Russia acting against Biden: U.S. intel
WASHINGTON — U.S. intelligence officials believe that Russia is using a variety of measures to denigrate Democratic presidential candidate Joe Biden ahead of the November election and that individuals linked to the Kremlin are boosting President Donald Trump’s reelection bid, the country’s counterintelligence chief said Friday in the most specific warning to date about the threat of foreign interference.
U.S. officials also believe that China does not want Trump to win a second term and has accelerated its criticism of the White House, expanding its efforts to shape public policy in America and to pressure political figures seen as opposed to Beijing’s interests.
The statement from William
Evanina is believed to be the most pointed declaration by the U.S. intelligence community linking the Kremlin to efforts to get Trump re-elected — a sensitive subject for a president who has rejected intelligence agency assessments that Russia tried to help him in 2016.
It also links Moscow’s disapproval of Biden to his role in shaping Obama administration policies supporting Ukraine, an important U.S. ally, and opposing Russian leader Vladimir Putin. That assertion conflicts with the narrative advanced by Trump, who has made unsubstantiated claims that Biden’s actions in Ukraine were intended to help the business interests of his son, Hunter.
Evanina’s statement, three months before the election, comes amid criticism from House Speaker Nancy Pelosi and other congressional Democrats that the intelligence community has been withholding from the public specific intelligence information about the threat of foreign interference in American politics.
“The facts are chilling,” Democratic Senator Richard Blumenthal wrote in an op-ed published Friday evening in tyhe Washington Post. “I believe the American public needs and deserves to know them. The information should be declassified immediately.”
The latest intelligence assessment reflects concerns not only about Russia but China and Iran as well, warning that hostile foreign actors may seek to compromise election infrastructure, interfere with the voting process or call into question voting results. Despite those efforts, officials see it as unlikely that anyone could manipulate voting results in any meaningful way, Evanina said.
“Many foreign actors have a preference for who wins the election, which they express through a range of overt and private statements; covert influence efforts are rarer,” said Evanina, director of the National Counterintelligence Security Center. “We are primarily concerned about the ongoing and potential activity by China, Russia and Iran.”
Concerns about election interference are especially acute following a wide-ranging effort by Russia to meddle in the 2016 election on Trump’s behalf through both the hacking of Democratic emails and a covert social media campaign aimed at sowing discord among U.S. voters. Trump has routinely resisted the idea that the Kremlin favoured him in 2016, but the intelligence assessment released Friday indicates that unnamed Kremlin-linked actors are again working to boost his candidacy on social media and Russian television.

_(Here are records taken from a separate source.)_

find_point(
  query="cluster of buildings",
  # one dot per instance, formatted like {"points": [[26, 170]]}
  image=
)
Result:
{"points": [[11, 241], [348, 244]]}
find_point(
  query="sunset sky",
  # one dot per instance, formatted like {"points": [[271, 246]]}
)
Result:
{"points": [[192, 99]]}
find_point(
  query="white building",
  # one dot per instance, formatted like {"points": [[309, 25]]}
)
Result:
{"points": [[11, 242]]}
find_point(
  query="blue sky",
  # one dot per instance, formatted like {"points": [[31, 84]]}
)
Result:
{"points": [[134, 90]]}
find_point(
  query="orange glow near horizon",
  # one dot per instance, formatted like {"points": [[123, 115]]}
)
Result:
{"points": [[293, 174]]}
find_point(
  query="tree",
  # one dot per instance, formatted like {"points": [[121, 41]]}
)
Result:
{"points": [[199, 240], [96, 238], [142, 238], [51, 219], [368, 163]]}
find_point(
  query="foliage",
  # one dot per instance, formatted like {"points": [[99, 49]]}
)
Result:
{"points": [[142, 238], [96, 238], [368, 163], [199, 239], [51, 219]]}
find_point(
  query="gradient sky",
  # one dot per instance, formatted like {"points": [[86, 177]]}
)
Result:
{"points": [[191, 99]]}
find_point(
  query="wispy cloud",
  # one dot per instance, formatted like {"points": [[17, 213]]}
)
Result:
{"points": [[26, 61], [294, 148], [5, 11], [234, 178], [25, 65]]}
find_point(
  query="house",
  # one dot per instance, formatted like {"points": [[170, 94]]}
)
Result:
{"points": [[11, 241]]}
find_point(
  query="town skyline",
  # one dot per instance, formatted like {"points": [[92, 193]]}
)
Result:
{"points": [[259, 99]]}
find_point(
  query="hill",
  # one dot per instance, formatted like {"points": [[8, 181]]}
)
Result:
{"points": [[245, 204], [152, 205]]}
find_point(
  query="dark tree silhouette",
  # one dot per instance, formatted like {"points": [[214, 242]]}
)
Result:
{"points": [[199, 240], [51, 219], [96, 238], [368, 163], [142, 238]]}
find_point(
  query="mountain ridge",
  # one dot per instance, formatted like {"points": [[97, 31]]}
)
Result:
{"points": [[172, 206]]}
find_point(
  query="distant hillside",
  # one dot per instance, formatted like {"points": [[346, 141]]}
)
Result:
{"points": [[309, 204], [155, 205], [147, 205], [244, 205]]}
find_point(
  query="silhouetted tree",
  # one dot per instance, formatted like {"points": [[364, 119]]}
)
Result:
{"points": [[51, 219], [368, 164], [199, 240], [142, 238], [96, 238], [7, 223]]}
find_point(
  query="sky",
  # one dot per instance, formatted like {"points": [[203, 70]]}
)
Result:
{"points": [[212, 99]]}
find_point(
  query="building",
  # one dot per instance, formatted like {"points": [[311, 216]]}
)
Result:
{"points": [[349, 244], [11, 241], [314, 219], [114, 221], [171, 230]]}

The White House responded to Friday’s news with a statement saying “the United States will not tolerate foreign interference in our electoral processes and will respond to malicious foreign threats that target our democratic institutions.”
In a separate statement, the Trump campaign said it didn’t want or need foreign assistance and said China and Iran were opposed to Trump because “he has held them accountable after years of coddling by politicians like Joe Biden.”
Tony Blinken, a senior adviser to Biden’s campaign, said Trump “has publicly and repeatedly invited, emboldened, and even tried to coerce foreign interference in American elections. … Joe Biden, on the other hand, has led the fight against foreign interference for years.”